Another newly approved agent is ofatumumab (Arzerra). Comparisons were reported of two different dose levels of ofatumumab together with FC to make the FCO regimen. This regimen was well tolerated with no clear advantage of one dose over the other. This FCO regimen will now enter into frontline studies in CLL in a number of different countries. Additional information was reported on the ofatumumab studies which led to its FDA approval. A 50% response was seen in the patients which were refractory to fludarabine and alemtuzumab or refractory to fludarabine with bulky lymph nodes. Dr. Anders Osterborg (Karolinska Institute) presented data clearly illustrating that patients with higher concentrations of the drug after administration had a greater probability of obtaining a response and significantly longer progression free survival.
Lenalidomide (Revlimid) continues to show clear activity in previously treated CLL patients and elderly CLL patients requiring frontline treatment. The drug is well established in multiple myeloma and myelodysplastic syndrome and is now being combined with rituximab in CLL. Last year, the CLL group at UCSD reported a favorable outcome and good tolerance with lenalidomide and rituximab as frontline treatment. At this year’s ASH meeting, Dr. Alessandra Ferrajoli (MD Anderson) reported that the revlimid/rituximab (RR) regimen is well-tolerated and associated with a good response rate in patients with relapsed or refractory CLL. Giving rituximab before lenalidomide appears to improve the tolerance of the lenalidomide with minimal episodes of flaring of the lymph glands (tumor flare) or excessively rapid dissolving the cells (tumor lysis).

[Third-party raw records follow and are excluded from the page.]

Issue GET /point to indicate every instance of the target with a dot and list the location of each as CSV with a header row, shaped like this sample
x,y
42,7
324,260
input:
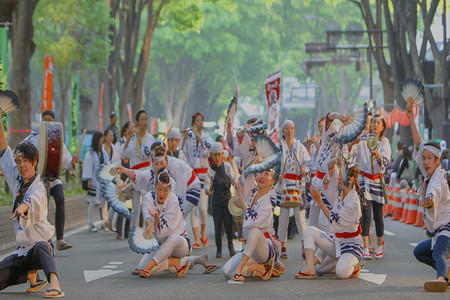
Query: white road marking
x,y
91,275
231,281
375,278
109,267
389,233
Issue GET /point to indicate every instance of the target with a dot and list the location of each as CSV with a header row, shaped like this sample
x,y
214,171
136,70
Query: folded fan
x,y
8,101
106,172
413,92
109,190
142,242
357,122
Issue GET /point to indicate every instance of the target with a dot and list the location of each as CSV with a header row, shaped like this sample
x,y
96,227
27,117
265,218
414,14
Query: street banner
x,y
47,91
117,108
130,116
273,84
100,110
4,71
74,114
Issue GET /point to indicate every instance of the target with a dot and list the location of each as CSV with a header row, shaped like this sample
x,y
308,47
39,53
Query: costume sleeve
x,y
144,180
9,168
126,154
87,166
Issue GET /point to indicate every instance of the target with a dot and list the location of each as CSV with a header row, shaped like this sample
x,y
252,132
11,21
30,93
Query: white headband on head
x,y
170,179
287,122
433,150
158,158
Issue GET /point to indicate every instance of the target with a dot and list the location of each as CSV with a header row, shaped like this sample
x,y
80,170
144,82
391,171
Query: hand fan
x,y
142,242
413,92
357,122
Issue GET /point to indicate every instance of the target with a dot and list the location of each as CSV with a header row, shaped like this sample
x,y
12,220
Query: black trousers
x,y
58,194
366,218
13,269
222,214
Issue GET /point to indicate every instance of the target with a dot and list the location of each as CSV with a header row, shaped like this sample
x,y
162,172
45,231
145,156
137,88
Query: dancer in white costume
x,y
195,145
137,150
163,217
260,253
295,163
344,242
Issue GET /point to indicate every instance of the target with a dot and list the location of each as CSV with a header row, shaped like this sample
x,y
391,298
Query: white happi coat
x,y
90,165
344,217
290,165
437,219
170,216
138,156
196,155
36,228
186,186
66,159
363,157
260,214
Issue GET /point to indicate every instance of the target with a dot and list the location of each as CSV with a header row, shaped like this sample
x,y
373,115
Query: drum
x,y
51,142
234,210
291,198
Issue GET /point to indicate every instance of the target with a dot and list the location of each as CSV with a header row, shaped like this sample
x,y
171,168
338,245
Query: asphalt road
x,y
397,276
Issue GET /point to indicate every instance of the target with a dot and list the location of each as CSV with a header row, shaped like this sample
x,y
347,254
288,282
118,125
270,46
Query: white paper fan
x,y
109,190
140,243
413,92
8,101
348,133
231,110
265,147
106,172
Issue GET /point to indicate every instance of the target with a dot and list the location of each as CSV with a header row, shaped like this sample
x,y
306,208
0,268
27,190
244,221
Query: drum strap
x,y
23,190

This study has completed accrual and additional data will be shared as the data matures. MD Anderson will combine lenalidomide with ofatumumab to see if there is an improvement in outcome compared to the rituximab experience.
The most interesting new agents are ABT263 and CAL101. ABT263 works to inhibit the BCL-2 family of proteins. This family of proteins enables CLL cells to stay alive for long periods of time. The results of the study showed that seven out of 24 patients obtained a partial response. This response was seen in patients refractory to fludarabine and some with abnormalities in chromosome 17 or 11. The other agent of considerable interest is CAL101 which is a potent inhibitor of the enzyme PI 3-kinase. The response rate in patients with CLL was 24%. Development of the ABT263 and CAL101 is promising because they are effective oral regimens, are well tolerated and can be inserted into other treatment programs.
The rest of the meeting was filled with maturation of studies confirming the steady and significant improvement in outcome for patients at all stages of disease. We clearly understand CLL much better than we did in previous years. We are applying certain biologic characteristics to select treatment programs for the individual patient rather than treating everyone the same. By ASH 2010, we hope even more information will be available to continue to find the right treatment for each patient.